Aaron Rodgers is perfectly content doing Aaron Rodgers things, whether you like it or not. The NFL MVP from the 2020 season, who has been embroiled in a tense standoff with the Green Bay Packers front office this offseason, seems to have thoroughly enjoyed how he has put his offseason to use. According to Rodgers, he has focussed on his own mental health, and quite frankly it’s more than a little inspiring.
“I’m very thankful for the opportunity to work on my mental health,” Rodgers said. “I haven’t dealt with bouts of depression or anything that I think, for whatever reason, are OK to talk about if you’re talking about mental health. I’ve just really been trying to think about what puts me in the best frame of mind. What habits can I form that allow me to feel most in my body, most present, happiest? And that’s what I’ve been doing.”
Let’s recap the offseason of one Mr. Rodgers (heh).
News came out that he’s engaged to an actress named Shailene Woodley a couple days after the general public learned that they were even dating, and Woodley said that they’ve been engaged “for a while now.” Rodgers was galavanting around Hawaii with Woodley and actor Miles Teller and his wife, hosted Jeopardy!, wore a “Turd Ferguson” nametag to The Kentucky Derby, and rocked a man bun while playing acoustic guitar.
This all seems perfectly normal.
Building up to “The Match,” which will see Rodgers and Bryson DeChambeau face off with Tom Brady and Phil Mickelson in a round of golf this afternoon, Brady had this to say about Rodgers — who was wearing an “I’m Offended” shirt — and his situation.
If it doesn’t seem normal, maybe it should.
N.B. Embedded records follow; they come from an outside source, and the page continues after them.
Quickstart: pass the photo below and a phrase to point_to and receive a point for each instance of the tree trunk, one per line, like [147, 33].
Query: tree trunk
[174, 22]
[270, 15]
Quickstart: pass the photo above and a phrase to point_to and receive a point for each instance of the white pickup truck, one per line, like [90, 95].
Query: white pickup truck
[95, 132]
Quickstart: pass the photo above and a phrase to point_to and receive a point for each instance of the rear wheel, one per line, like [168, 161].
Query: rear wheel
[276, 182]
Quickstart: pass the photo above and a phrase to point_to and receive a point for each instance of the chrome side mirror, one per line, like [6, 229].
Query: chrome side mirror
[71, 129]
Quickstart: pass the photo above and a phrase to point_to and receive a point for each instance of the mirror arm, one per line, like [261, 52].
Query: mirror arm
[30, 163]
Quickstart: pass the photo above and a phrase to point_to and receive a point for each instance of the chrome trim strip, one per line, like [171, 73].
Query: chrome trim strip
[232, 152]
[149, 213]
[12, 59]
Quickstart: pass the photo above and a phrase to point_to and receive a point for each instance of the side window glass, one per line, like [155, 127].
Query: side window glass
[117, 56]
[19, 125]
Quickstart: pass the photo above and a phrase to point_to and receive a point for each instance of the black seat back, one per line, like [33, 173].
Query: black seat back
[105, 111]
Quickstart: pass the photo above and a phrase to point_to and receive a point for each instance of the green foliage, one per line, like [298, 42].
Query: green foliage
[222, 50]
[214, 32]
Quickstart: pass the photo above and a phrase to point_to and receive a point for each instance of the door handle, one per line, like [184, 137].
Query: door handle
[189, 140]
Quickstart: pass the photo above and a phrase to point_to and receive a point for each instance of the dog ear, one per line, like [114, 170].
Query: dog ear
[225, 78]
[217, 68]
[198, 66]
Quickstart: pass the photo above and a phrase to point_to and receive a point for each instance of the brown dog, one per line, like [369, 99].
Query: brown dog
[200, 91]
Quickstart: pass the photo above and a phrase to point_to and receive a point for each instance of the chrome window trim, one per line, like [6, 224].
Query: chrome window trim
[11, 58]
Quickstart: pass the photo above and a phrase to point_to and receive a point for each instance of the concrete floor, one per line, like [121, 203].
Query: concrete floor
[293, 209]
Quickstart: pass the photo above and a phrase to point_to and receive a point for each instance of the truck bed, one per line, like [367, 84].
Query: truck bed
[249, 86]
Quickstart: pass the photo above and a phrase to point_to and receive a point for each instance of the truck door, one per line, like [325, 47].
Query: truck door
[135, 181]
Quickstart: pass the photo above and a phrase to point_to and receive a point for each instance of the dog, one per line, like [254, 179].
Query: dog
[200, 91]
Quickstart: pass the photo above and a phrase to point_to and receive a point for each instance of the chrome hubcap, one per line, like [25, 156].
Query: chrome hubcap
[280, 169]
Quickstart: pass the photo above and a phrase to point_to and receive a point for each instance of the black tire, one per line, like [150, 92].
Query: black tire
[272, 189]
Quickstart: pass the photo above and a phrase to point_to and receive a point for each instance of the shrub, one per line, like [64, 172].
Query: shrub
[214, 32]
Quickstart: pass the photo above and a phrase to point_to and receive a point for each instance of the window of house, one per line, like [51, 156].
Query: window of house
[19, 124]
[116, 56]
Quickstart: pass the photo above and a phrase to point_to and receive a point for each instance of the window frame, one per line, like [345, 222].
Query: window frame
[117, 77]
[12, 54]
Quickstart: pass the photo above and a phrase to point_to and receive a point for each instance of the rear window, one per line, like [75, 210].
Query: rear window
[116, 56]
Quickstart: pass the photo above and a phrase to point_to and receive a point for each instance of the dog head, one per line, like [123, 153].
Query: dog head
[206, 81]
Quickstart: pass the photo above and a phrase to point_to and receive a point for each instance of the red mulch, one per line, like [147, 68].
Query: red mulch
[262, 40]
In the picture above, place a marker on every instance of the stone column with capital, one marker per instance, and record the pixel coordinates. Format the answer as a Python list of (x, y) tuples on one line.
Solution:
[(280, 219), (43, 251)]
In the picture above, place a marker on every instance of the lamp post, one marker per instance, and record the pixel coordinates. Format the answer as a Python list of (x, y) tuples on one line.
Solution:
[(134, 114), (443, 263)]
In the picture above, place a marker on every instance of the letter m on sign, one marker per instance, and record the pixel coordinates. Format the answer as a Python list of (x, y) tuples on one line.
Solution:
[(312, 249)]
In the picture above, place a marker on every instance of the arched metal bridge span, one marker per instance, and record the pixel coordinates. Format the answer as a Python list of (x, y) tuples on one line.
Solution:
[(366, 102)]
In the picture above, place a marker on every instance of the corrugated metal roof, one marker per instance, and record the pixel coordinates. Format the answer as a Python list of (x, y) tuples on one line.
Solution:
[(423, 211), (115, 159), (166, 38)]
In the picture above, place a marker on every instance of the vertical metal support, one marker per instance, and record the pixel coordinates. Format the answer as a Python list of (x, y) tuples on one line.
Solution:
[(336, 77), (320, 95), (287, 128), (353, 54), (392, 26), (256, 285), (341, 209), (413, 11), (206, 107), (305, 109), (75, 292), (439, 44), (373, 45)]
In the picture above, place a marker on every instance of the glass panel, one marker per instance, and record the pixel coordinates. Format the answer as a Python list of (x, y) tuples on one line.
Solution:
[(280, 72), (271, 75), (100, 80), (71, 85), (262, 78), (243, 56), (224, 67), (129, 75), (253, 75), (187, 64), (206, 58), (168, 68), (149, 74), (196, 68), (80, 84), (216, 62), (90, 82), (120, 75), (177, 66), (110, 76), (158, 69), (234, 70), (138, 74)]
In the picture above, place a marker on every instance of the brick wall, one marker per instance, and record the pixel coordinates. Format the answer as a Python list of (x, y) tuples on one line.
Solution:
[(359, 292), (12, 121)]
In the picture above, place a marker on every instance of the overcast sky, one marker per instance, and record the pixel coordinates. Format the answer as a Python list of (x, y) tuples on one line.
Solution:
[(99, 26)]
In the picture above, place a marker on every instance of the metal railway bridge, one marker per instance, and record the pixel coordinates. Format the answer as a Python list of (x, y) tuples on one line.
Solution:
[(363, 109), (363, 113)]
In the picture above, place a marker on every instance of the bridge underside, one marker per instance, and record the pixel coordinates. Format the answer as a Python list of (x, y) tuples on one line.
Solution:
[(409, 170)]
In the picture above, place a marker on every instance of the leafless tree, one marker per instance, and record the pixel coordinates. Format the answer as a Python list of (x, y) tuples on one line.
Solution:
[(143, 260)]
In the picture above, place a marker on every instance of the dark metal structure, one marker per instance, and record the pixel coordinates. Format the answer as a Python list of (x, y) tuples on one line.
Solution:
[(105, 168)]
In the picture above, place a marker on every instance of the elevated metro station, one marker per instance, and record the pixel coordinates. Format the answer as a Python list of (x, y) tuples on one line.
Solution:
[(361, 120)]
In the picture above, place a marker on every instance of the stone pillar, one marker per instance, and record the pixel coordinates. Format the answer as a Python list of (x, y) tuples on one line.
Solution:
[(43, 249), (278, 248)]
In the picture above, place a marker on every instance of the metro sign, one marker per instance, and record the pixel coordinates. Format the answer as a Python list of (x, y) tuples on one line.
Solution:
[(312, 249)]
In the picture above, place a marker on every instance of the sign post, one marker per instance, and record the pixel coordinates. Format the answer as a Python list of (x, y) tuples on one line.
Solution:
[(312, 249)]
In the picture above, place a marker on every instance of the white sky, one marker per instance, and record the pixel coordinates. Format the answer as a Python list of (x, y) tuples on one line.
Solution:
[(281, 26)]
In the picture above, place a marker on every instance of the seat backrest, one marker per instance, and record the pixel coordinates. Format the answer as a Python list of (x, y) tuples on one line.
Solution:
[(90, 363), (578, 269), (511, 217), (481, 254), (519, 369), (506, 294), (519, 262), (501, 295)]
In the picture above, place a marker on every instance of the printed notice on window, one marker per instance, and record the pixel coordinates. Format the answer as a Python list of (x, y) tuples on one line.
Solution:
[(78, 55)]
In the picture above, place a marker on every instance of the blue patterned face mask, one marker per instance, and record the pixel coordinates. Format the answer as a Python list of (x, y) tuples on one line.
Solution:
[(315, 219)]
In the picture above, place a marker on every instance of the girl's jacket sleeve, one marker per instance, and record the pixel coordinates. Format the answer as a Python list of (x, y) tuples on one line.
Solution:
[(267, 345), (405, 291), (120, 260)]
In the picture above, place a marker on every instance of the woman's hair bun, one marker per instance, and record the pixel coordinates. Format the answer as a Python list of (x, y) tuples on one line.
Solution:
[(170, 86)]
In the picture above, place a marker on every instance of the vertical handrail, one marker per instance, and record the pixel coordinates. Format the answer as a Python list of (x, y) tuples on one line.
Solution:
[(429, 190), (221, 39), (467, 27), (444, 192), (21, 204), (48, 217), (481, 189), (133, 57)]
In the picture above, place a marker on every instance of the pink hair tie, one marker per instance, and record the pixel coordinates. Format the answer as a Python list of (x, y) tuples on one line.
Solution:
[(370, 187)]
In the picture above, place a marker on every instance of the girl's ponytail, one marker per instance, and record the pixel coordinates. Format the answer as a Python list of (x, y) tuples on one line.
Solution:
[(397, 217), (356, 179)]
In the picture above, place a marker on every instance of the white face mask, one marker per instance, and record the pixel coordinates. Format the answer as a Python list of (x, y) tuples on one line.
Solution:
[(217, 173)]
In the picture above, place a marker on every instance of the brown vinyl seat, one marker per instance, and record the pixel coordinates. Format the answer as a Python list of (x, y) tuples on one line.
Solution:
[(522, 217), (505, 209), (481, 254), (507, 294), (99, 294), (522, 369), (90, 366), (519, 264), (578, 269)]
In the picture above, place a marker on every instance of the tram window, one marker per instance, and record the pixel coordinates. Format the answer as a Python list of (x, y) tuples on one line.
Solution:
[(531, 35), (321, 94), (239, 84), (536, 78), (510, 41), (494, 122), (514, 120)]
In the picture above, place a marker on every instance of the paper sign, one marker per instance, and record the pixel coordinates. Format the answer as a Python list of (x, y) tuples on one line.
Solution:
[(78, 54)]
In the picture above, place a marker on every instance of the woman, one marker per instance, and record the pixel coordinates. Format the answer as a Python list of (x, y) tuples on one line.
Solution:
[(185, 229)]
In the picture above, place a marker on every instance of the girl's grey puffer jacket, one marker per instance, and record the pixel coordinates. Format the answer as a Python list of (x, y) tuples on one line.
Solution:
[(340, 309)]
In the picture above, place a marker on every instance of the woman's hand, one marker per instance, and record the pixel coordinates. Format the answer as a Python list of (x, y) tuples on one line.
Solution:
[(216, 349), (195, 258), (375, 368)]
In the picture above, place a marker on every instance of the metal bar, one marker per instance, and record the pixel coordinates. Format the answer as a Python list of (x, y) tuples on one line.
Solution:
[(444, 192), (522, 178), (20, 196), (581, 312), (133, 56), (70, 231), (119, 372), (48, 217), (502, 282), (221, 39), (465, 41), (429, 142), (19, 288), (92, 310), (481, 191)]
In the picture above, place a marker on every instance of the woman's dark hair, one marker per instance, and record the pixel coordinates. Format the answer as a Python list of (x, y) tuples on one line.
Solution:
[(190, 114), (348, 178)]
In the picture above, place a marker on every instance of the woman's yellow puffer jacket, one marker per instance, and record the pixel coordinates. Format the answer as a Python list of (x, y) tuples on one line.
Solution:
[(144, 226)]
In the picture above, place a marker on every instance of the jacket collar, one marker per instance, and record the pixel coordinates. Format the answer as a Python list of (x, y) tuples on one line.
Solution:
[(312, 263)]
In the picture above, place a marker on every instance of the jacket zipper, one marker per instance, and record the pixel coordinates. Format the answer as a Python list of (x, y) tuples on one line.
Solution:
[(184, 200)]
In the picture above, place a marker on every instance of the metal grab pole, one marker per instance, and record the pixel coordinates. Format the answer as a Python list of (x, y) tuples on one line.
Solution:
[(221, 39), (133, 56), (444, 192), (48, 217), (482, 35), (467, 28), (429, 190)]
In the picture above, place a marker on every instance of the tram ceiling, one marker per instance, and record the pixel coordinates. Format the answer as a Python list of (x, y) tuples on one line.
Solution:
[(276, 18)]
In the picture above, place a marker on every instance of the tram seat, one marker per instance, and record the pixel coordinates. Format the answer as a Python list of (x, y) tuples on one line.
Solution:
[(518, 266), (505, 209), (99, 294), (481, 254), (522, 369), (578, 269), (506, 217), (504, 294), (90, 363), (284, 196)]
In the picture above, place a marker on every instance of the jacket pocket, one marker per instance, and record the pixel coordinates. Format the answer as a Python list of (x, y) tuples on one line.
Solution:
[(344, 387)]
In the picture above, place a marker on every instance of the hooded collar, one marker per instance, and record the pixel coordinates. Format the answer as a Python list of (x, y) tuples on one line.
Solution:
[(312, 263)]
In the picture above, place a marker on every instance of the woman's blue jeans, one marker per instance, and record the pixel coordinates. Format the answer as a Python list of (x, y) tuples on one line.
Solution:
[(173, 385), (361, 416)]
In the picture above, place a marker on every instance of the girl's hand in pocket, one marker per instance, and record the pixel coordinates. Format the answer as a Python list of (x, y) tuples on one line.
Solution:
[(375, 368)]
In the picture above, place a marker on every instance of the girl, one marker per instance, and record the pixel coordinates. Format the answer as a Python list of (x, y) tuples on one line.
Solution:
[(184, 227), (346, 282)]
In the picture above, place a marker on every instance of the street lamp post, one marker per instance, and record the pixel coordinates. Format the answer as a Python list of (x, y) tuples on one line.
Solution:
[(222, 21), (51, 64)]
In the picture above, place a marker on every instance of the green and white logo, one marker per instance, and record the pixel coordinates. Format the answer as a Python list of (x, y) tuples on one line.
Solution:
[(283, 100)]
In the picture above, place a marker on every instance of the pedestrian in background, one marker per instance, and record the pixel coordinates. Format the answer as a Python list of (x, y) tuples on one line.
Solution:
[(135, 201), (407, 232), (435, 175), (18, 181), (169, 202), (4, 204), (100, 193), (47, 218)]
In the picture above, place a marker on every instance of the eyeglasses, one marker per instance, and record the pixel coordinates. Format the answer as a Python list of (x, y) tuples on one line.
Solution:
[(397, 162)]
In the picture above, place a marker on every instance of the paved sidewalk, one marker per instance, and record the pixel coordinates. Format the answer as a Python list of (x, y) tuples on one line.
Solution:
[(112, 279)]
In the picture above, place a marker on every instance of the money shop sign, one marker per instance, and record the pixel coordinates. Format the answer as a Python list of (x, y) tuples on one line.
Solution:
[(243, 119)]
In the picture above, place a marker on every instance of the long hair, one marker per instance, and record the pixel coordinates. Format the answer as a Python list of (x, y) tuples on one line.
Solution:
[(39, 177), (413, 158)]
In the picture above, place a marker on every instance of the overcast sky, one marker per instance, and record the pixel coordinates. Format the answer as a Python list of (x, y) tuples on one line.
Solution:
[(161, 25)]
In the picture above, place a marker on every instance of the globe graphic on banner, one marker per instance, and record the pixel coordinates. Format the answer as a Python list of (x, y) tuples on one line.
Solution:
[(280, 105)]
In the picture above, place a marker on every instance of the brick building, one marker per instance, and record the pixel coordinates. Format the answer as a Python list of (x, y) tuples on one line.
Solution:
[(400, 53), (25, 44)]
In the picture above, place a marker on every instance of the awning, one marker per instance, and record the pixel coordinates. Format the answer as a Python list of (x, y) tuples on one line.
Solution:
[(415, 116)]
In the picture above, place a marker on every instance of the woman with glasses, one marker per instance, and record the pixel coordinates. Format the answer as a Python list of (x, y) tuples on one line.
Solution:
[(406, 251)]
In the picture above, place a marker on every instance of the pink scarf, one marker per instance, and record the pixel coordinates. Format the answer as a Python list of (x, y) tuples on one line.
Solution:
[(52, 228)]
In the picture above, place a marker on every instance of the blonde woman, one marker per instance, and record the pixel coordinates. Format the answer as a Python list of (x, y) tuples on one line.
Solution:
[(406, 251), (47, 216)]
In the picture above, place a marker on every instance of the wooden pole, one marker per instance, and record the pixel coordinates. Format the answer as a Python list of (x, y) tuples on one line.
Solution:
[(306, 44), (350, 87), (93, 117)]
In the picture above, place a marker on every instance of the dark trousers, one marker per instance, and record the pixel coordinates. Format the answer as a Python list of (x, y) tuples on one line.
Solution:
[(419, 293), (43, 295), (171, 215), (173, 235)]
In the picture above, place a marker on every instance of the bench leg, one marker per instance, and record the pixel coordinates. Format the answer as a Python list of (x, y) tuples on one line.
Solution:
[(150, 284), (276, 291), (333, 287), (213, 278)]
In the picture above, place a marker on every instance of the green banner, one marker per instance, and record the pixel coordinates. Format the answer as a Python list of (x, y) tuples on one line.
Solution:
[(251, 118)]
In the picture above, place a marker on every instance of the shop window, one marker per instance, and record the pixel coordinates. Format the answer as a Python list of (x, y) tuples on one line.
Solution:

We are too quick to scrutinize athletes for stepping anywhere outside the little box where the old guard would like them to stay; any threat to “normal” is a threat to control, which drives those currently in control absolutely mad.
The Packers have been adamant that they will not trade Rodgers, and that they want him under center for 2021 and beyond, which obviously you would assume they would say after Rodgers had arguably the best season in his career with 4,299 passing yards, 48 touchdowns, and only five interceptions en route to an MVP.
As the calendar flips into July, it seems nobody has any idea what will happen in Green Bay except for Rodgers, and he seems perfectly fine with that. Rodgers doesn’t owe the fans or the organization anything. Athletes are not possessions of their cities and fanbases. Rodgers is doing what’s best for Rodgers, after years of effort and sacrifice for a front office that continues to stay stagnant and downright idiotic in their roster construction — i.e., trading up last year to draft quarterback Jordan Love while not selecting a single wide receiver in all seven rounds.